The world’s biggest producers of meat, dairy and seafood are failing to tackle the enormous impact they are having on the planet through deforestation, the routine use of antibiotics and greenhouse gas emissions, a report warns.
The Coller Fairr index ranks 50 of the largest global meat, dairy and fish producers by looking at risk factors from use of antibiotics to deforestation and labour abuses. The producers are the “hidden” supply chain, providing meat and dairy to global brands including McDonald’s, Tesco, Nestlé and Walmart.
The index is written by investment experts who want to encourage awareness of the risks posed to the planet – and to their own profitability – by companies that fail to mitigate the damage done to the environment by food production.
Jeremy Coller is founder of Fairr and chief investment officer at Coller Capital. He says it is the huge companies behind the brands that will themselves suffer if the planet isn’t protected. “It is the companies hidden upstream in the meat and dairy supply chain who face the most significant climate and public health risks.
“As last month’s landmark report from the Intergovernmental Panel on Climate Change (IPCC) demonstrated, the world’s meat, fish and dairy industries are under serious threat from climate change impacts. In stark contrast to the transport sector, only one in four meat, fish and dairy producers even measure their greenhouse gas emissions, let alone act to reduce them.”
Among other failings, the index says that none of the companies analysed have a comprehensive policy to stop deforestation. And just four companies in the index “have committed to phasing out routine use of antibiotics, widespread in the industry”.
According to the report, two-thirds of producers do not even measure all their greenhouse gas emissions let alone set targets to reduce them. These include Hormel Foods in the US, a supplier to McDonald’s. Also included is Cal-Maine Foods. Cal-Maine is the largest producer of fresh eggs in the US and a supplier to Walmart and Nestle. Nestlé, McDonald’s and Walmart have all publicly committed to reduce greenhouse gas emissions.

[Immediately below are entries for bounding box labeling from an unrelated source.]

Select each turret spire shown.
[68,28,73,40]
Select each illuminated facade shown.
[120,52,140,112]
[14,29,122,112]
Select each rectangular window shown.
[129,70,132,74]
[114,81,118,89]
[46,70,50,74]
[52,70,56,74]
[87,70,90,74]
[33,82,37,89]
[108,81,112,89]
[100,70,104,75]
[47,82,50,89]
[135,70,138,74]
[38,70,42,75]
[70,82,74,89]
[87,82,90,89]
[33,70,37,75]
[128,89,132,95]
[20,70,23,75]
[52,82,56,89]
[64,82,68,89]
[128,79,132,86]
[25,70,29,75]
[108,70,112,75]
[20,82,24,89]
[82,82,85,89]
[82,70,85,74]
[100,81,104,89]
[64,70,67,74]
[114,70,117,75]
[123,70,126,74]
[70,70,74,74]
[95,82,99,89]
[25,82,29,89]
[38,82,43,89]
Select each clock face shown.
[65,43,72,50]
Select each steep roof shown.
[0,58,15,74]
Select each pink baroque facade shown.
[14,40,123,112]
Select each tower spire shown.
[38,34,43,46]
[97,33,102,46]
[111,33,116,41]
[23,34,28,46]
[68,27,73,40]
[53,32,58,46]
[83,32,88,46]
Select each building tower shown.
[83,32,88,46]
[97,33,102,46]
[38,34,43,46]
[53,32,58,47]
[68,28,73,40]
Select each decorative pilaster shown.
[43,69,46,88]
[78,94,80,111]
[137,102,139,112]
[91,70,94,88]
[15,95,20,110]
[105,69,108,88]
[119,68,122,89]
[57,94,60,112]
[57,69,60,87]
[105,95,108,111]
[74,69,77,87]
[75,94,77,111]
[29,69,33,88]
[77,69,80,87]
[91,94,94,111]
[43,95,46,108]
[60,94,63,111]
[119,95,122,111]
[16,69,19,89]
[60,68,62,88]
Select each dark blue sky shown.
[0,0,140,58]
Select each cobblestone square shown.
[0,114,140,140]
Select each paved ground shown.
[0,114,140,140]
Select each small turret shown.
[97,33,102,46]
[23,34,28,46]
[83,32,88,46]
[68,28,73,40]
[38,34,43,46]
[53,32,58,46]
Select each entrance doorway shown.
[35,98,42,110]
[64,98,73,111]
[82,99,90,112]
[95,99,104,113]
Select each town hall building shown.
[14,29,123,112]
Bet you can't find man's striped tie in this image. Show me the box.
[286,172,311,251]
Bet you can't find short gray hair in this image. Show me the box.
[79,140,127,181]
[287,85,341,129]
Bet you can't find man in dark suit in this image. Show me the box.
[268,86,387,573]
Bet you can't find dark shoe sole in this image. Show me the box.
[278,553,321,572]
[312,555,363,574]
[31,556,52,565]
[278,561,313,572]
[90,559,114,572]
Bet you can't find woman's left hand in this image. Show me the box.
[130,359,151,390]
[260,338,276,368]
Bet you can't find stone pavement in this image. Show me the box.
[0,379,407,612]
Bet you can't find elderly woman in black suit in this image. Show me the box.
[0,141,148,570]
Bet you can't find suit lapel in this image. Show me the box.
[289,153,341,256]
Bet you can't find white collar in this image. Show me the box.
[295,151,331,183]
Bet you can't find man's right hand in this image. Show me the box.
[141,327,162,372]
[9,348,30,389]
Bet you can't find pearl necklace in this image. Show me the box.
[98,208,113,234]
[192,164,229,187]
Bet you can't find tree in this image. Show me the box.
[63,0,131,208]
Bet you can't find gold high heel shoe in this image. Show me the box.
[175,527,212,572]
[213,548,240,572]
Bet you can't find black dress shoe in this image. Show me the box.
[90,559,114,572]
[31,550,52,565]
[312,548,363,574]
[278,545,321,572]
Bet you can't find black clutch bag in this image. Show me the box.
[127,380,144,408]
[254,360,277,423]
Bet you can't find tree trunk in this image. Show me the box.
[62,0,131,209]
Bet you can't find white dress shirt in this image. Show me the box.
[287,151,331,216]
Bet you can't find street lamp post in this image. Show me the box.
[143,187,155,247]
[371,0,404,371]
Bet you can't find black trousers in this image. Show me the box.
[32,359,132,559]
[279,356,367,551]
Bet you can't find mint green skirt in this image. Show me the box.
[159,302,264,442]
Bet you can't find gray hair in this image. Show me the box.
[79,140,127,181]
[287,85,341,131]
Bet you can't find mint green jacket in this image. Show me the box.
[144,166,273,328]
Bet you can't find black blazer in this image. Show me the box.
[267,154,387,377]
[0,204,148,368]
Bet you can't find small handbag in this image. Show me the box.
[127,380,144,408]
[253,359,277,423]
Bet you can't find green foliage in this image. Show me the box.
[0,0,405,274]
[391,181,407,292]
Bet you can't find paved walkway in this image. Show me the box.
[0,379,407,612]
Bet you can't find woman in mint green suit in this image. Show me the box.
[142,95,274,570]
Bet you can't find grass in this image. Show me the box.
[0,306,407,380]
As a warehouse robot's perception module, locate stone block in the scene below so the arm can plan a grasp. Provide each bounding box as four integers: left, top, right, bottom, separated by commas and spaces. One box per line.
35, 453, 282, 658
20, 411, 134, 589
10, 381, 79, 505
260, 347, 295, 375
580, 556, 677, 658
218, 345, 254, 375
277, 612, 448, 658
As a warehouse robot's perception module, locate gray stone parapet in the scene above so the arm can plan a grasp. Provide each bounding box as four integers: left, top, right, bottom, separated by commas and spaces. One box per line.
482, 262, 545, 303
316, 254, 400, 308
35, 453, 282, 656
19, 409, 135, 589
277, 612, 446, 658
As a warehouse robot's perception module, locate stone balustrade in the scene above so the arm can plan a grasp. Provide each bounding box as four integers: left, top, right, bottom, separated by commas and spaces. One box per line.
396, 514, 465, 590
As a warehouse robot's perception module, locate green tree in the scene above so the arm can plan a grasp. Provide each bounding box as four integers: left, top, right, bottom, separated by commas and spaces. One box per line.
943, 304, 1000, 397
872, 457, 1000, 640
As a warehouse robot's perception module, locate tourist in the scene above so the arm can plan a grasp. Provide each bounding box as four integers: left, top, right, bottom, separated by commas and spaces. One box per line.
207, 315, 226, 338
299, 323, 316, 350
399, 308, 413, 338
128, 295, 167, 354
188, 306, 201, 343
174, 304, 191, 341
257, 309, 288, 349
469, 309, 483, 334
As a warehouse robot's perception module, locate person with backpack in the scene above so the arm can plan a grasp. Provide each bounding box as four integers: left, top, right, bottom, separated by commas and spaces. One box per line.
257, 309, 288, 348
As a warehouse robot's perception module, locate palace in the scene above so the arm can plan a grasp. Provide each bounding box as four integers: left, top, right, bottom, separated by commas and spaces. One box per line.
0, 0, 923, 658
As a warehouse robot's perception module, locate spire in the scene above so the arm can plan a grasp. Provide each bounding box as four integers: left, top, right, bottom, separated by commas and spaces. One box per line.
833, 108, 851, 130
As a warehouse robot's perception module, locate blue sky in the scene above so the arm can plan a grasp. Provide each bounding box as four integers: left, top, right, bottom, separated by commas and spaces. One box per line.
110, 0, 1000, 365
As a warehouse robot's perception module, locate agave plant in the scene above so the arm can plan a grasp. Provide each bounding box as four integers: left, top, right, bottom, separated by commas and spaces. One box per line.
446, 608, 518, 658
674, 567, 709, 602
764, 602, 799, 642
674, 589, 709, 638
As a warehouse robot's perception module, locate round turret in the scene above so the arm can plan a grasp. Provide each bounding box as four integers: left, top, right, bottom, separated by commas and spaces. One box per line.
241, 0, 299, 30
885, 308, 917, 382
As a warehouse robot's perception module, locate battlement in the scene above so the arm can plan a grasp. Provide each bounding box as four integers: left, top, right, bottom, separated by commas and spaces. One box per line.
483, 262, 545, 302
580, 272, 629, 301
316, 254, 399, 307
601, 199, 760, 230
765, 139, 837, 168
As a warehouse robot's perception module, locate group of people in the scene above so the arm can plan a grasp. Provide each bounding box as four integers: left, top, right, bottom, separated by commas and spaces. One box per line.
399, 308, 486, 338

And while Walmart has previously said it wants to achieve zero net deforestation in its supply chain by 2020, the research shows that Walmart suppliers such as Cranswick in the UK have no comprehensive policy on deforestation. McDonald’s have pledged to reduce antibiotics use in their beef supply chains. But the vast majority of beef suppliers do not have a policy to avoid routine use of antibiotics. Only one – Marfrig – does.
The companies are ranked according to their risk for investors, based on analysis of nine key environmental, social and governance risk factors, combined with the sustainable development goals. The Hong Kong-based WH Group were noted as “high risk” while Hormel Foods and Cranswick were designated as “medium risk”.
The research argues that some of the companies, who between them have a value of $300bn (£248bn), are already suffering the costs of the deepening climate crisis.